It’s especially disappointing, then, that the core gameplay can’t quite compensate. Certainly not for lack of trying–Hades II’s weapons are all admirably cerebral, placing a greater emphasis on positioning and multitasking than anything in the original (with the possible exception of the railgun Exagryph, which also happens to be the only one I hardly ever touched). The dual wands, for instance, are designed around constant, careful projectile management, while the axe hits slowly enough that a single improperly-spaced attack, especially in the more unforgiving later zones, can put you at an enormous disadvantage.
I understand and appreciate the effort to mechanically differentiate Melinoë from Hades protagonist Zagreus, to make her feel less like an in-your-face rushdown beast and more like a prudent tactician. But–and I know how vague and unquantifiable this sounds–the game isn’t as satisfying to play. Supergiant’s combat design has always been fairly straightforward, and that’s fine, because whatever it lacks in raw complexity it more than makes up for with intuitive, thrilling buttons; those buttons are just a bit more limp here, the game’s ambition again chafing against its uncertainty over what to do with it.

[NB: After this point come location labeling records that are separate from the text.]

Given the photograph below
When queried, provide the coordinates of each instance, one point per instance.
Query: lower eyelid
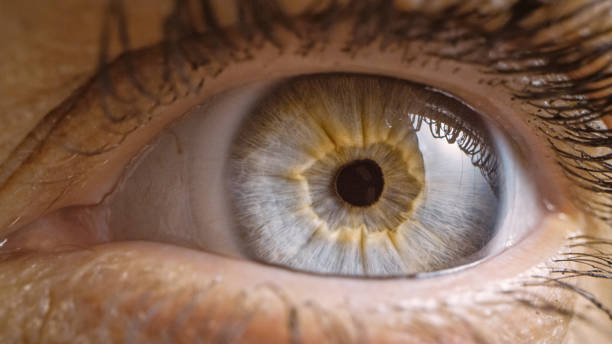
(116, 289)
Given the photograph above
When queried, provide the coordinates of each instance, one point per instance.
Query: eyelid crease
(198, 51)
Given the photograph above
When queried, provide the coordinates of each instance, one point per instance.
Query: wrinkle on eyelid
(47, 57)
(124, 292)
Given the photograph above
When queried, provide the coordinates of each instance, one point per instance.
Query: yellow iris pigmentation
(284, 170)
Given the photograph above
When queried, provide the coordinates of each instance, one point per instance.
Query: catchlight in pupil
(359, 183)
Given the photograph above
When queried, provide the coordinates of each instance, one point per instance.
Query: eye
(344, 174)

Carried over more directly from the first game is an emphasis–even greater, this time around–on character dynamics and interactions. Melinoë, like Zagreus, is booted back to a central hub after failing a run, wherein she can chat up a number of friends, family members, and frenemies before making her next move. Relationships with these characters, and with the Olympians, deepen naturally over time, and can be deepened further by offering them “nectar,” a resource available in either route. Give someone one nectar and they’ll hand you a personalized, equippable item with unique attributes; give them more, and you’ll begin growing closer with them. Very occasionally, that closeness may blossom into intimacy.

The stories and characters in these games do basically nothing for me. I was probably willing to be a bit kinder toward Hades because it was a new, shiny thing with novel ideas about how to structure a video game narrative, but outside of some exciting beats and the occasional funny joke, Hades II had my eyes glazing over. This is uninspired fanfiction by nature and in execution, a sanded-down and self-serious reinterpretation of Greek mythology that warps its figures into cuddly, quippy dating sim archetypes. I’m by no means fundamentally opposed to any work of fiction that wants to riff on those myths (though I’m getting a kick out of imagining how much the Hades games would piss off my high school Latin teacher). I only take issue with Hades II’s irritatingly focus-tested writing, which comes off as little more than red meat for fan engagement; directly downstream from this is the game’s dorky faux-eroticism, presupposing the sexual appeal of its characters and then refusing to actually let them do anything sexy. It’s hard to care about cleavage when everyone talks like a gifset.
Let’s all be adults about this: I have not “finished” Hades II. I’ve completed a few runs and played several dozens more, though one of the game’s biggest draws is that a successful run is merely another plot point; the story and gameplay both continue evolving long after. I’m willing to accept that there could be an eventual moment, which I have yet to reach, where a new upgrade makes the weapons as engaging as those in the original’s arsenal, or where the writing takes an unexpected turn for the better, or where the resource management evens out into something more relaxed and coherent. I’m also willing to accept the game’s foibles even if they remain uncorrected, because I’ve had, more or less, a great time with it. Supergiant’s core design philosophy is still kinetic enough to cut through the noise, and unpredictable enough that I want to see where it goes. This is still Hades we’re talking about, II or otherwise.